Topic about the outreachy project proposal titled Improve PyMC3 example notebooks for PyMC3 4.0 and Aesara. This topic is aimed at outreachy applicants, for ideas on how to improve pymc-examples, pymc docs in general or to propose a new notebook for the repo, create a new topic or open an issue at pymc-examples.
As you can see in the project description, the only hard requirement to apply to this project is being experimented working with the GitHub workflow, forking repos and using multiple branches to work on multiple features at once to eventually submit a PR that can be merged into the main
branch. In pymc3 and pymc-examples, there are also some other requirements to be met while working, code style and formatting, testing, collaboration guidelines… These are described in the contributing guide.
The requirement to apply to this project is to have opened (note opened, not have merged) at least 3 PRs to pymc-examples before April 29th with at least two of them being open at the same time. To minimize git conflicts in pymc-examples, where most of the content are jupyter notebooks, each PRs should modify only 1-2 notebooks and it is therefore crucial to be able to work on multiple branches at the same time.
I have opened an issue per notebook using the tracker id label. I am progressively going over the notebooks to add some extra labels and guidance that is specific to the respective notebook, but I won’t be able to cover all the notebooks and it should not be a problem.
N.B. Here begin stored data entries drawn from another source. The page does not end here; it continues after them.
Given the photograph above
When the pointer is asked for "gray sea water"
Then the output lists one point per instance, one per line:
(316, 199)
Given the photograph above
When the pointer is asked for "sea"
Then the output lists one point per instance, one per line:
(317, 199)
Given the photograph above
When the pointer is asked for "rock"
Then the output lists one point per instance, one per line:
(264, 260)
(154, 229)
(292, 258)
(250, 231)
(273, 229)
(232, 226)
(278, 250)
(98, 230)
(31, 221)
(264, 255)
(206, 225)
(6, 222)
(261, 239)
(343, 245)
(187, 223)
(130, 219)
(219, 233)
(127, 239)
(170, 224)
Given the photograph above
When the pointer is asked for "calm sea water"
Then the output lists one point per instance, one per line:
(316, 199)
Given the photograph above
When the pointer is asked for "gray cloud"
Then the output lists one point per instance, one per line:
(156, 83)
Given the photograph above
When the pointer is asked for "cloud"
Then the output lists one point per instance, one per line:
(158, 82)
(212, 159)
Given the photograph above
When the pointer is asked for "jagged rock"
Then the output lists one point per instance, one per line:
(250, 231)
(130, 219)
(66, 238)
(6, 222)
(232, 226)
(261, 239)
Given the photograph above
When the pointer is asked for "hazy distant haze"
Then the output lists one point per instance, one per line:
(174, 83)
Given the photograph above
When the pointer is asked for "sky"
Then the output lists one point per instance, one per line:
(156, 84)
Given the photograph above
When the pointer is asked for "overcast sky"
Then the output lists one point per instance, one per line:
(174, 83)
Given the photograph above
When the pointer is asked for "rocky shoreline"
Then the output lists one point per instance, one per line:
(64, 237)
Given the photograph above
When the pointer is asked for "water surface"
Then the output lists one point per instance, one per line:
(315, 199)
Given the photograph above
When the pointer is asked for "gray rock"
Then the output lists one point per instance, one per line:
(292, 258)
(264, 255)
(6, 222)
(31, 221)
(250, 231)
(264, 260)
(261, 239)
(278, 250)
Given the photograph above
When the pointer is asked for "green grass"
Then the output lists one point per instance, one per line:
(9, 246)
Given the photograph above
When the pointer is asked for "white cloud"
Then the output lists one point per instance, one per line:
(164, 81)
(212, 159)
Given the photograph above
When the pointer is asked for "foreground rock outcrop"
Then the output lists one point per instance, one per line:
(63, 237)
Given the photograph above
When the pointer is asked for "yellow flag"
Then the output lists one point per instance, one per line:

I have also written a somewhat detailed wiki page on things that need to be updated. I will keep updating this document as more notebooks are updated and I see more examples of outdated code.
You should consider all issues with the label “tracker id” that are not in the “Best Practices” column of the notebook tracker as open, even if I have not yet added specific labels and guidance to the issue. This is not a requirement to apply, but I encourage you to go over at least one notebook with no specific guidance on the issue and see for yourselves where and how it can be improved, both looking at the wiki page linked above and as a reader. There could be many other things to improve in the notebooks both in terms of code as in terms of content.
At the time of writing, there are only 6 issues in the “Best Practices” column plus some open PRs, which should leave ~80 issues to choose from. Let me know if you need help choosing a notebook to get started with.
cc @Abhipsha_Das @missaishagurung
Note on VI project: The requirements for the “Integrate Variational Inference with the JAX backend” project also imply cloning pymc-examples and working on a dedicated branch on a new f-divergences notebook. You may consider applying to both projects, so we want to minimize “duplicated” requirements. Here is how the work on VI requirements can partially cover the requirements for pymc-examples project.
The f-divergences branch can count as one of the 3 PRs if it was created from main
and you send me the link to the branch too or if you open a PR (you can use the “no merge” label for that). Moreover, if you show that you have intertwined commits between the f-divergences branch and one of your other branches from which you have submitted a PR, this can also count as the 2 simultaneous PRs. For example having a branch outreachy-name
with commits on April 9th, April 13h and April 22nd and no open PR from it plus a branch notebook-xyz
with commits on April 11th, April 15th and April 19th and an open PR from it will count as if you had two PRs open at the same time.
Let me know if something is not clear of if you need any help with pymc, git or anything else related to the application.